Gov. Chris Christie has ordered flags flown at half-staff at state government buildings Saturday - the day of Whitney Houston’s funeral.
Christie described Houston, who was born in Newark and raised in nearby East Orange, as a “cultural icon” who belongs in the same category of New Jersey music history as Frank Sinatra, Count Basie and Bruce Springsteen.
“Her accomplishments were a great source of pride for the people of the state,” Christie said, according to NJ.com. "On that basis, I think she's entitled to have that recognition made for her."
On social media and other forums, many lambasted Christie’s decision to honor the Newark native. Within 30 minutes of posting the news, NBC10 Facebook page had 350 opinions on Christie's decision to lower state flags for Houston - the majority of which were against the measure.
"Why can't we focus on the true Heroes that fight for our country? This is getting ridiculous with the whole flag lowering thing for celebs!" Ray Leichner wrote.
"I get the concept of she was a famous NJ Native but really, I think the idea of flying the flag half-staff for her is going a bit over-board," wrote Karen Preston. "I think it is a shame that the Governor would give this honor to Whitney Houston when there are true heroes that are Native New Jerseyans who have died for our country that do not get the same respect."
U.S. & World
"Okay I love Whitney and so sad of her passing but jeez this is a bit much. It's not like she died in battle...She died of her own doing! Love ya Whitney may you RIP but I would like to think she would even say this is a bit extreme," wrote Anastasia Carter.
Still, others supported Christie's decision, saying that this wouldn't be a discussion if the person being honored was New Jersey's Jon Bon Jovi or Bruce Springsteen.

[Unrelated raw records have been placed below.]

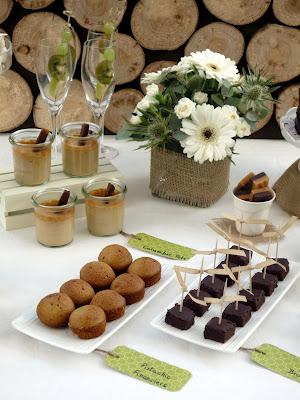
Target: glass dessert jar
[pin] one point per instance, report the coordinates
(80, 153)
(32, 161)
(54, 223)
(104, 211)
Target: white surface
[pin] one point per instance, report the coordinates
(195, 333)
(30, 325)
(33, 370)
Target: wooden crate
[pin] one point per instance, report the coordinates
(16, 209)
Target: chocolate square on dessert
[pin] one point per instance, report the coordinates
(267, 285)
(180, 319)
(254, 300)
(276, 269)
(215, 289)
(219, 332)
(240, 316)
(230, 282)
(198, 309)
(240, 260)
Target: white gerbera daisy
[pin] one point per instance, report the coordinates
(210, 134)
(216, 65)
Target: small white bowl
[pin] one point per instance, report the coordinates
(252, 210)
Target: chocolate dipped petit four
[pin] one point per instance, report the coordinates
(183, 319)
(255, 299)
(267, 284)
(239, 316)
(219, 332)
(198, 309)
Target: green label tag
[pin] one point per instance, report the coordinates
(278, 360)
(154, 245)
(148, 369)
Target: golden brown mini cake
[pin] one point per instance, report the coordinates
(131, 286)
(147, 268)
(118, 257)
(88, 322)
(54, 310)
(98, 274)
(111, 302)
(80, 291)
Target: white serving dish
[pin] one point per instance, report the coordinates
(195, 333)
(29, 324)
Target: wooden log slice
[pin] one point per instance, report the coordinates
(275, 49)
(122, 105)
(164, 25)
(30, 30)
(154, 67)
(34, 4)
(237, 12)
(5, 9)
(93, 13)
(219, 37)
(75, 108)
(287, 11)
(263, 122)
(130, 59)
(16, 101)
(288, 98)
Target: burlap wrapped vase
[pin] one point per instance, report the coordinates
(287, 190)
(178, 178)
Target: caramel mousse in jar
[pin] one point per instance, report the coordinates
(104, 204)
(54, 211)
(31, 155)
(80, 149)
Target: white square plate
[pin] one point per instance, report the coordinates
(30, 325)
(195, 333)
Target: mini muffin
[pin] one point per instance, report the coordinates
(54, 310)
(111, 302)
(98, 274)
(147, 268)
(131, 286)
(118, 257)
(88, 322)
(80, 291)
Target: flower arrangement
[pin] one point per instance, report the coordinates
(199, 106)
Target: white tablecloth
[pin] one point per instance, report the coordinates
(32, 370)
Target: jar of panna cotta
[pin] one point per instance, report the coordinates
(80, 154)
(54, 223)
(105, 214)
(32, 161)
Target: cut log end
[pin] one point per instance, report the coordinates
(154, 67)
(75, 108)
(130, 59)
(219, 37)
(166, 26)
(237, 12)
(289, 97)
(275, 49)
(16, 101)
(122, 105)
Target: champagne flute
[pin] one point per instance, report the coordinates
(54, 67)
(97, 75)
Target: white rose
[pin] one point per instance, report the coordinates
(152, 90)
(184, 108)
(200, 97)
(243, 128)
(135, 120)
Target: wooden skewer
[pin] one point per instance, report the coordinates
(200, 276)
(182, 294)
(215, 259)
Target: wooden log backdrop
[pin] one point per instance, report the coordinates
(152, 34)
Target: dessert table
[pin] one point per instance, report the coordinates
(33, 370)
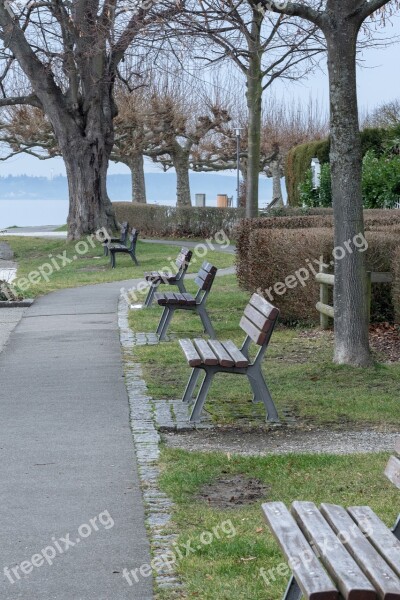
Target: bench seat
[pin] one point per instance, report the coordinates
(164, 298)
(212, 352)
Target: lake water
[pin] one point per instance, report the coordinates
(33, 212)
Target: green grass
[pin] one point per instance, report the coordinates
(92, 267)
(229, 567)
(298, 369)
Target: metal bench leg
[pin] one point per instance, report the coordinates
(293, 592)
(205, 319)
(261, 392)
(201, 398)
(187, 396)
(166, 322)
(396, 528)
(150, 295)
(181, 286)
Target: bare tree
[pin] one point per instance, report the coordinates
(341, 21)
(263, 47)
(180, 118)
(68, 53)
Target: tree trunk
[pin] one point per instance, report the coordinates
(181, 164)
(136, 165)
(350, 292)
(254, 98)
(277, 196)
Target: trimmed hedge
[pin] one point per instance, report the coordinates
(268, 250)
(299, 158)
(172, 221)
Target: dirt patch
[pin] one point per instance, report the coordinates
(233, 490)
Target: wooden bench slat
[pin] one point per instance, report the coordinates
(191, 354)
(207, 355)
(309, 574)
(256, 335)
(239, 358)
(350, 580)
(392, 470)
(378, 534)
(261, 322)
(368, 559)
(263, 306)
(225, 360)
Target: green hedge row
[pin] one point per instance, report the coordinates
(299, 158)
(172, 221)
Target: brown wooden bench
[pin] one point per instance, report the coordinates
(174, 301)
(336, 553)
(156, 278)
(124, 229)
(114, 249)
(214, 357)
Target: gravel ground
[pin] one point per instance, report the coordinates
(282, 441)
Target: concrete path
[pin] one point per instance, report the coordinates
(71, 513)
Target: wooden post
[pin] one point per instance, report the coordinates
(324, 298)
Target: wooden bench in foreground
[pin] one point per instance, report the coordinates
(156, 278)
(173, 301)
(336, 553)
(214, 357)
(114, 249)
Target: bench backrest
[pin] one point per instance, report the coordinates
(124, 231)
(259, 319)
(392, 470)
(205, 277)
(183, 260)
(133, 239)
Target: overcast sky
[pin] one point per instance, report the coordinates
(378, 82)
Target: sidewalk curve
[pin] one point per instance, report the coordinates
(67, 461)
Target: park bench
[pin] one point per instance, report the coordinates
(114, 249)
(214, 357)
(355, 555)
(124, 228)
(156, 278)
(183, 301)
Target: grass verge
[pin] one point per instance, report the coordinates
(229, 567)
(298, 369)
(92, 266)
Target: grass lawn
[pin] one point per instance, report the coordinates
(298, 369)
(92, 266)
(229, 567)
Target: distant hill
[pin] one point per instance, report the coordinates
(160, 187)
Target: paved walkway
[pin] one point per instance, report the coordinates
(67, 461)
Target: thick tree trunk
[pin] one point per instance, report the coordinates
(90, 208)
(181, 164)
(277, 196)
(136, 165)
(350, 292)
(254, 98)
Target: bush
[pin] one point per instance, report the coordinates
(321, 197)
(274, 254)
(299, 158)
(172, 221)
(380, 180)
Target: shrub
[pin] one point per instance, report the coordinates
(172, 221)
(274, 254)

State flags were flown at half-staff when Hoboken native Frank Sinatra died.
"I'm wondering if this question would be asked if Bruce Springsteen was the dead one! I bet most opinions would be different," Mustafa Sulaiman wrote on the Facebook page.
Many say they are glad that there is some sort of public display of mourning while fans are barred from the family's private services.
"Yes they should. She was born and raised there. Also since fans cant attend her funeral, its the right thing to do in her honor," said Yasmine Wiley.
Pennsylvania Gov. Tom Corbett was similarly criticized last month after ordering all Pennsylvania flags fly at half-staff in honor of former Penn State football coach Joe Paterno.
Houston, 48, died Saturday at a hotel in Beverly Hills, Calif., just hours before she was scheduled to perform at producer Clive Davis' pre-Grammy Awards bash. Officials say she was underwater and apparently unconscious when she was pulled from a bathtub.